Rheinische Post - Wesel/Dinslaken
Riesenandrang bei Impfaktion in Marxloh
Nach nur zwei Stunden musste die Feuerwehr die Warteschlange schließen: Rund 1200 Anwohner aus ärmeren Vierteln ließen sich am Montag vor der Merkez Moschee impfen. Viele warteten mit Campingstühlen und Decken.
Rainer V. steht seit sechs Uhr morgens in der Schlange und jetzt ist er noch nicht mal der Erste. „Mit dem Andrang hatten wir hier ehrlich gesagt nicht gerechnet“, sagt er. In der Hand hält der 57-Jährige seinen Personalausweis, 47167 ist dort als Postleitzahl eingetragen, der Duisburger Stadtteil Neumühl, und das bedeutet: Rainer V. und seine Partnerin werden gleich im Zelt geimpft.
Einmal ans Ende der Schlange, vorbei am Zelt, vorbei an rund 800 Menschen, über die Warbruckstraße, links in die Sandstraße, dann noch mal links, etwa 300 Meter um das Gelände und da steht Werner. Ein 40-Jähriger, der pünktlich um zehn Uhr zum Impfen in Marxloh war. Ober er heute noch dran kommt? Ist zuerst noch unklar. Die Feuerwehr verspricht am Morgen eine Art Gutschein für alle, die am Ende vergeblich in der Schlange warten. In den nächsten Tagen sollen sie bevorzugt drankommen. „Ich warte jetzt hier“, sagt Werner. „und wenn das bis heute Abend dauert.“
10.15 Uhr, Pfingstmontag, die Merkez Moschee in Duisburg-marxloh. Seit dem Frühjahr betreibt die Stadt auf der gegenüberliegenden Straßenseite ein kleines Testzentrum, nun wird dort auch geimpft. Nach dem Vorbild der Schwerpunktimpfung im Kölner Stadtbezirk Chorweiler hat auch der Krisenstab in Duisburg entschieden, in den sogenannten sozialen Brennpunkten im Norden eine mehrtägige Impfaktion zu starten. In Köln gab es Anfang Mai einen riesigen Andrang. In Duisburg standen am Montag die ersten Impfwilligen um vier Uhr morgens an der Warbruckstraße. Einige hatten Campingstühle dabei und wärmten sich mit Decken und heißen Getränken.

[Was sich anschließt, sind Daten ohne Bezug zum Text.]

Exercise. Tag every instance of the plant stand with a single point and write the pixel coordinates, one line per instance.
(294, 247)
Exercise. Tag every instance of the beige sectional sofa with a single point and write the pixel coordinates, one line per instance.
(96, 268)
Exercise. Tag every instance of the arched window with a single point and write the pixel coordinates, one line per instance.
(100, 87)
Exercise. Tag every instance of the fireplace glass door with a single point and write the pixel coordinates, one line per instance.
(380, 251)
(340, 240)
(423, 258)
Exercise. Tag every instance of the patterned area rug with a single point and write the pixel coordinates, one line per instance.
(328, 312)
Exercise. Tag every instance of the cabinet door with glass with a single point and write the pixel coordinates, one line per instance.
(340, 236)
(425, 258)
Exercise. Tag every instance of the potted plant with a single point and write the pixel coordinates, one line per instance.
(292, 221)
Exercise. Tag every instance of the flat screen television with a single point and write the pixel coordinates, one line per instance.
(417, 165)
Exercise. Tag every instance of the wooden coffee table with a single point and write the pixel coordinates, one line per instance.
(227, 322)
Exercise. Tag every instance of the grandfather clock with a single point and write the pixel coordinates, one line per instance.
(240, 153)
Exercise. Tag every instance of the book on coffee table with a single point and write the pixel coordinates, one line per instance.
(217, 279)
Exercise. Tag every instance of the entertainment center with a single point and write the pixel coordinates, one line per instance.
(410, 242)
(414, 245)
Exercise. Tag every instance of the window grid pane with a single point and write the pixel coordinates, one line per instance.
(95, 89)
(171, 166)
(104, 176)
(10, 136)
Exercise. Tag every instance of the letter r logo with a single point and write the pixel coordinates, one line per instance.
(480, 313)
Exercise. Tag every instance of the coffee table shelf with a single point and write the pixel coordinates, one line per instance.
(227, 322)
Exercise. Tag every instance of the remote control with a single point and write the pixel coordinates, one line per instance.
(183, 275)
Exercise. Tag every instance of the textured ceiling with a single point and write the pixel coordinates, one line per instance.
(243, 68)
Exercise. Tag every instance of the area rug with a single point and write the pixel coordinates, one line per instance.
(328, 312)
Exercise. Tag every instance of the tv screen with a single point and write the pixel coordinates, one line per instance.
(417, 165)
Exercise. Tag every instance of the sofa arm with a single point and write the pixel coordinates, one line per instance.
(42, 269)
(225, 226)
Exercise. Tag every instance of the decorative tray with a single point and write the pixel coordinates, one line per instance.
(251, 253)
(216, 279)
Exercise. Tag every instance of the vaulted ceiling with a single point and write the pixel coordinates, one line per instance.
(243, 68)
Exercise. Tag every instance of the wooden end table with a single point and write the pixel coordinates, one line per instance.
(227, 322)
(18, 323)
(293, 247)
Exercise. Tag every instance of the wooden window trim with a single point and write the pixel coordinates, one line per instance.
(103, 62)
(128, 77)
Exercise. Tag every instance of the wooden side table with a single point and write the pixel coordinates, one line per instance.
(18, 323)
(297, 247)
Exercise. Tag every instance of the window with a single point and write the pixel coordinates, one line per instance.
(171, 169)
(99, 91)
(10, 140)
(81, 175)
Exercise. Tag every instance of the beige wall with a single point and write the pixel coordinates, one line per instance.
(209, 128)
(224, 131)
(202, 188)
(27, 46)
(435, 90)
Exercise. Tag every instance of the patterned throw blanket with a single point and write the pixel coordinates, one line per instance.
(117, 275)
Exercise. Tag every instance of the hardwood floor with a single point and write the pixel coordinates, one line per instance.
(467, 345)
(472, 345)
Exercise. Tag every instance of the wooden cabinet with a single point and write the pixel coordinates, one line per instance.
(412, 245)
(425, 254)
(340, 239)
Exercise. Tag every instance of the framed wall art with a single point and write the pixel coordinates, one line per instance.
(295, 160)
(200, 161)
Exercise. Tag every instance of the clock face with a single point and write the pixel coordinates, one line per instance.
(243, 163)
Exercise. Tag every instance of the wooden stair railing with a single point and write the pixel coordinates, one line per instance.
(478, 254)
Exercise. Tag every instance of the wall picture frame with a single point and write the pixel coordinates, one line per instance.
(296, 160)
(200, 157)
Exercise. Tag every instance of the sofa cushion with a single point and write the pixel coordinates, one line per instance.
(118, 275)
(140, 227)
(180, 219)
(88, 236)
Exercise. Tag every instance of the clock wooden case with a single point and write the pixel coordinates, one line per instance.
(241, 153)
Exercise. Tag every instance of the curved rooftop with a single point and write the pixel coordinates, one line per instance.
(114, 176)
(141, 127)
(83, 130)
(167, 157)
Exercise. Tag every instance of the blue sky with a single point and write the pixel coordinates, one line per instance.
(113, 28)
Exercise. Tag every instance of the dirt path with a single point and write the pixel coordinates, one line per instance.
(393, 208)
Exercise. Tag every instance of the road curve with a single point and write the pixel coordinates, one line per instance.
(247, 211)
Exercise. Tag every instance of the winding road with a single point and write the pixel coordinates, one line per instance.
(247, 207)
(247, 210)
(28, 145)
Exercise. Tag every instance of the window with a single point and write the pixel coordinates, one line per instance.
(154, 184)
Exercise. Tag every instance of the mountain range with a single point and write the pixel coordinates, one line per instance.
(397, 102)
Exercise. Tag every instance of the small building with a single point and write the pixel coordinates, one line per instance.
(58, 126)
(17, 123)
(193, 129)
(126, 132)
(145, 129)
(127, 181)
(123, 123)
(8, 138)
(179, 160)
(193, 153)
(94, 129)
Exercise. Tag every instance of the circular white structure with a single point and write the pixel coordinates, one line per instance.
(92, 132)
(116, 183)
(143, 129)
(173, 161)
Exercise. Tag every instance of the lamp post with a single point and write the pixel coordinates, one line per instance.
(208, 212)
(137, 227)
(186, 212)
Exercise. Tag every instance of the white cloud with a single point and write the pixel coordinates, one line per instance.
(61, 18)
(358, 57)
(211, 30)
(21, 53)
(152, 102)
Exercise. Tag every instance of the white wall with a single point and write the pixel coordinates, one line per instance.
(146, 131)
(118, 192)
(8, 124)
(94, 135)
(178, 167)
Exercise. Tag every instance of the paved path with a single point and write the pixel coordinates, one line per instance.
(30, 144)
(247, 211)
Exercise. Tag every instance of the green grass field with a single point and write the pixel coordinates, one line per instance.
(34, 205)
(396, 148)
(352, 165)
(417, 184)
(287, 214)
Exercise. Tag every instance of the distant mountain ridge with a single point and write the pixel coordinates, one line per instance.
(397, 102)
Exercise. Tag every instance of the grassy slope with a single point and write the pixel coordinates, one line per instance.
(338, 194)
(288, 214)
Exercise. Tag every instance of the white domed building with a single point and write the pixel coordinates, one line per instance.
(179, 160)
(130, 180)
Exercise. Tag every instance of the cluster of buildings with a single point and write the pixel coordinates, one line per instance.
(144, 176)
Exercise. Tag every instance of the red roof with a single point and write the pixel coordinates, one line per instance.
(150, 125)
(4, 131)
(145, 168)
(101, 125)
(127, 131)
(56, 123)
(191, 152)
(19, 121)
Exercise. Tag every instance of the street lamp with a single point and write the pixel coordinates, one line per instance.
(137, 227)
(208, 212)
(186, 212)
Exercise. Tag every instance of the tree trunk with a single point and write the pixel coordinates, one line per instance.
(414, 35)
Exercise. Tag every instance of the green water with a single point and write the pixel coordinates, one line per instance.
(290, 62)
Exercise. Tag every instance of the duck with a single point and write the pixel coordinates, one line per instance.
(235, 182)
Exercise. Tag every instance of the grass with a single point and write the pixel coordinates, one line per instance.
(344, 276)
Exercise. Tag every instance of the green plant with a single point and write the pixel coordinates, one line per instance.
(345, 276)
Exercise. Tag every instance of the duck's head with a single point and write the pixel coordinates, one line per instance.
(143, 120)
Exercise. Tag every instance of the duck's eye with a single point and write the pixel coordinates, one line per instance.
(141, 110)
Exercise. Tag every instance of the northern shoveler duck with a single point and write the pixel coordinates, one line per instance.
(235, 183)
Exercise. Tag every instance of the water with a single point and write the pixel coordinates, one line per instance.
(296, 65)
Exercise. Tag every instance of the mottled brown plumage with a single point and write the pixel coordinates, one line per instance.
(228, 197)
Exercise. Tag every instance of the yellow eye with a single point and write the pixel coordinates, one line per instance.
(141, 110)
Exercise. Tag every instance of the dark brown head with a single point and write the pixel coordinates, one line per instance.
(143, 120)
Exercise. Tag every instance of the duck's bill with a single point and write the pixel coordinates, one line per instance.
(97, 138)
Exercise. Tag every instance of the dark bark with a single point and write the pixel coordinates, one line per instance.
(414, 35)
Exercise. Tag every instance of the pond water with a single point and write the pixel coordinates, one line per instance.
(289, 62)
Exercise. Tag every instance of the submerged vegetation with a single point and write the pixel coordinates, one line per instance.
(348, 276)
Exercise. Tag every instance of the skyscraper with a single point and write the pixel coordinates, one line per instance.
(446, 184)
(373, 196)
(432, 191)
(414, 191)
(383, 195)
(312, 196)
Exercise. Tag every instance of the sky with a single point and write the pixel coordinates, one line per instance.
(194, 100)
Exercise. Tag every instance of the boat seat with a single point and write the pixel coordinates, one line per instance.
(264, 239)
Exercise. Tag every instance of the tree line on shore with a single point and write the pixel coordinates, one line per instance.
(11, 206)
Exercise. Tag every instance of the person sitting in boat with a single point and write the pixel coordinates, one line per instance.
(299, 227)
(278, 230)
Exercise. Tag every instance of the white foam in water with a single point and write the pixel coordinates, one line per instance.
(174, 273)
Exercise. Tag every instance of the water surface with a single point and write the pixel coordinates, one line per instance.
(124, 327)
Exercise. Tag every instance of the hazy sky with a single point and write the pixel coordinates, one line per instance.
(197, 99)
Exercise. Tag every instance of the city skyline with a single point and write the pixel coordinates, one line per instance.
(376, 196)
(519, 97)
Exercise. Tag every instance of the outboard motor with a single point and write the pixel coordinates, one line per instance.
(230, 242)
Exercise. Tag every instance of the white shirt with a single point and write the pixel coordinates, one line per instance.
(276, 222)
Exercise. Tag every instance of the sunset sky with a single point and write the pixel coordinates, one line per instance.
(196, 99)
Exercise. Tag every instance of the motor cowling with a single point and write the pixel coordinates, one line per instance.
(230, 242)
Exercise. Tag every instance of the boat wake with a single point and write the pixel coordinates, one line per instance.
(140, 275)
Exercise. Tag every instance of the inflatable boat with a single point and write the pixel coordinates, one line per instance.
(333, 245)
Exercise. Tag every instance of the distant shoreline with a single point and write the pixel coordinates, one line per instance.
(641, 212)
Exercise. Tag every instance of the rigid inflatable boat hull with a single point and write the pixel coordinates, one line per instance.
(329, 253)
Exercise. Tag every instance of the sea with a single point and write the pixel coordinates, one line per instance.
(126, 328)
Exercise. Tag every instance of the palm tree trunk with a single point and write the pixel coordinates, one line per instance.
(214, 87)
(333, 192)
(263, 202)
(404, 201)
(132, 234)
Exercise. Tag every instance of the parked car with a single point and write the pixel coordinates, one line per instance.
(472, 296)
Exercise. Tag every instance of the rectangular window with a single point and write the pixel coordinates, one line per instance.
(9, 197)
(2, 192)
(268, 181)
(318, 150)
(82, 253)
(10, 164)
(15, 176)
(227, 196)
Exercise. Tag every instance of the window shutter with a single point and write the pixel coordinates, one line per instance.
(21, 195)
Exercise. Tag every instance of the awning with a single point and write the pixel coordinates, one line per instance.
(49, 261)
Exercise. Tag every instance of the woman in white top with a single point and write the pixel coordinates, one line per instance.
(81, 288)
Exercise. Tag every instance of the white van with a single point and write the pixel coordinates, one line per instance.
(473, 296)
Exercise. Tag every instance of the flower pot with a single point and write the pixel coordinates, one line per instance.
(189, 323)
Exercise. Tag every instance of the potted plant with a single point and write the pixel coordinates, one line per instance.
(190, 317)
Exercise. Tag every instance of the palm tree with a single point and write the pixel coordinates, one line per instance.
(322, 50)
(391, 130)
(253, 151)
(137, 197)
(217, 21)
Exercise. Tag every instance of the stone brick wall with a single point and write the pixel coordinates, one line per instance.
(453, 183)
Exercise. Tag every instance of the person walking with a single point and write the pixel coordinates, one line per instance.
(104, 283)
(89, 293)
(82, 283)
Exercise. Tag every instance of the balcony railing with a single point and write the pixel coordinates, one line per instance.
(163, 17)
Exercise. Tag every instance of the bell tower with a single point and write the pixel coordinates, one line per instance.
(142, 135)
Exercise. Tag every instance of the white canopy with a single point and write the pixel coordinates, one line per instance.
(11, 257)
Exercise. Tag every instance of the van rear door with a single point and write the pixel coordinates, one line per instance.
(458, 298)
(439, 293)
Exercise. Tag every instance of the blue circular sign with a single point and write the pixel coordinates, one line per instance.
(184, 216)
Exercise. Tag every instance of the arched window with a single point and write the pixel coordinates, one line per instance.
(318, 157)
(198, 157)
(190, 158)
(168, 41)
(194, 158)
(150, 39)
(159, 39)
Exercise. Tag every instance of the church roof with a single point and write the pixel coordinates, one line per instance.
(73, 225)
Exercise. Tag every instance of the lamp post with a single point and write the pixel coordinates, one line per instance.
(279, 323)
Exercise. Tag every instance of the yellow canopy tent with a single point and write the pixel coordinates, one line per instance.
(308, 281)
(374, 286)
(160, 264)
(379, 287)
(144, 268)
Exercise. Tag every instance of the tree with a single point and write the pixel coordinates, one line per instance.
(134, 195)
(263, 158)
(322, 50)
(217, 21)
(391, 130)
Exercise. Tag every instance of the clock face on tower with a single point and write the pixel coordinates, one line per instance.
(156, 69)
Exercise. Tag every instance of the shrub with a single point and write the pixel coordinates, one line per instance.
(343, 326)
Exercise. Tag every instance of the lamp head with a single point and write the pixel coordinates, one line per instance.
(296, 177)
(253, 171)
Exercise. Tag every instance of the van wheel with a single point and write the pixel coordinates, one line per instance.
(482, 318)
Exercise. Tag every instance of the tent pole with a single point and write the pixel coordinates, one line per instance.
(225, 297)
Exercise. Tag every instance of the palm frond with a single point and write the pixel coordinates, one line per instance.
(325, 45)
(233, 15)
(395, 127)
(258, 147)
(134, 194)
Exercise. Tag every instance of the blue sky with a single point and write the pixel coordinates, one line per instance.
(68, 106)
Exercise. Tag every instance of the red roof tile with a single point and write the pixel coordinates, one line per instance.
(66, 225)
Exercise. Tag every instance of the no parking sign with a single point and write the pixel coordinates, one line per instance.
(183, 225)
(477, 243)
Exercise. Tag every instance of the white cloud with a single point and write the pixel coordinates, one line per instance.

Viele Familien leben im Norden der Stadt in ärmlichen Verhältnissen, in viel zu kleinen, engen Wohnungen, oft arbeiten vor allem die Männer in Fabriken und der Schwerindustrie, wo Abstände und Homeoffice kaum möglich sind. Den Stadtteil Bruckhausen, eine alte Arbeitersiedlung, traf die Pandemie besonders hart. Im April lag die Inzidenz bei 518,1. Für die Stadt war klar: Zuerst sollen die Menschen geschützt werden, bei denen die Wahrscheinlichkeit einer Infektion am größten ist. Krisenstabsleiter Martin Murrack sagte Anfang Mai: „Man sagt, in der Krise zeigt sich das wahre Gesicht. Und das Gesicht von Duisburg ist freundlich.“
Unabhängig von Alter und Beruf konnten sich am Montag alle Einwohner von Bruckhausen, Hamborn, Neumühl und Marxloh impfen lassen. Insgesamt wohnen dort mehr als 70.000 Menschen. Duisburg hatte zuvor vom Land 3800 Dosen des Impfstoffs von Johnson & Johnson erhalten. Bereits eine Dosis der Vakzine reicht für den vollen Schutz. Immerhin müssen sich die Menschen nur einmal anstellen. Alles, was man benötigt, ist der Personalausweis – und viel Zeit.
„Wir können nicht abschätzen, wie lange wir brauchen, um alle Impfungen in die Arme zu bekommen“, sagt Feuerwehrchef Oliver Tittmann am Morgen. Er und seine Kollegen müssen kaum Menschen abweisen, die nicht berechtigt sind, nur oft erklären, wo man sich überhaupt anstellen muss. „Nächste Straße rechts, ganz hinten, da beginnt die Schlange“, sagt Tittmann einmal zu einem älteren Mann.
Mittags geht dann alles doch viel schneller. Kurzfristig wird neben den vier Impfstraßen noch eine fünfte eröffnet und die einzelnen Impfungen laufen plötzlich zügiger als eingeplant. Gegen Mittag teilt die Stadt mit, dass am Montag insgesamt 1200 Menschen geimpft werden können. Ursprünglich hatte man nur mit 400 Personen gerechnet. Gleichzeitig wird per Lautsprecher verkündet, dass die Warteschlange nun erstmal geschlossen ist. Am Dienstag soll es weitergehen. Bald könnten dann auch weitere Stadtteile folgen.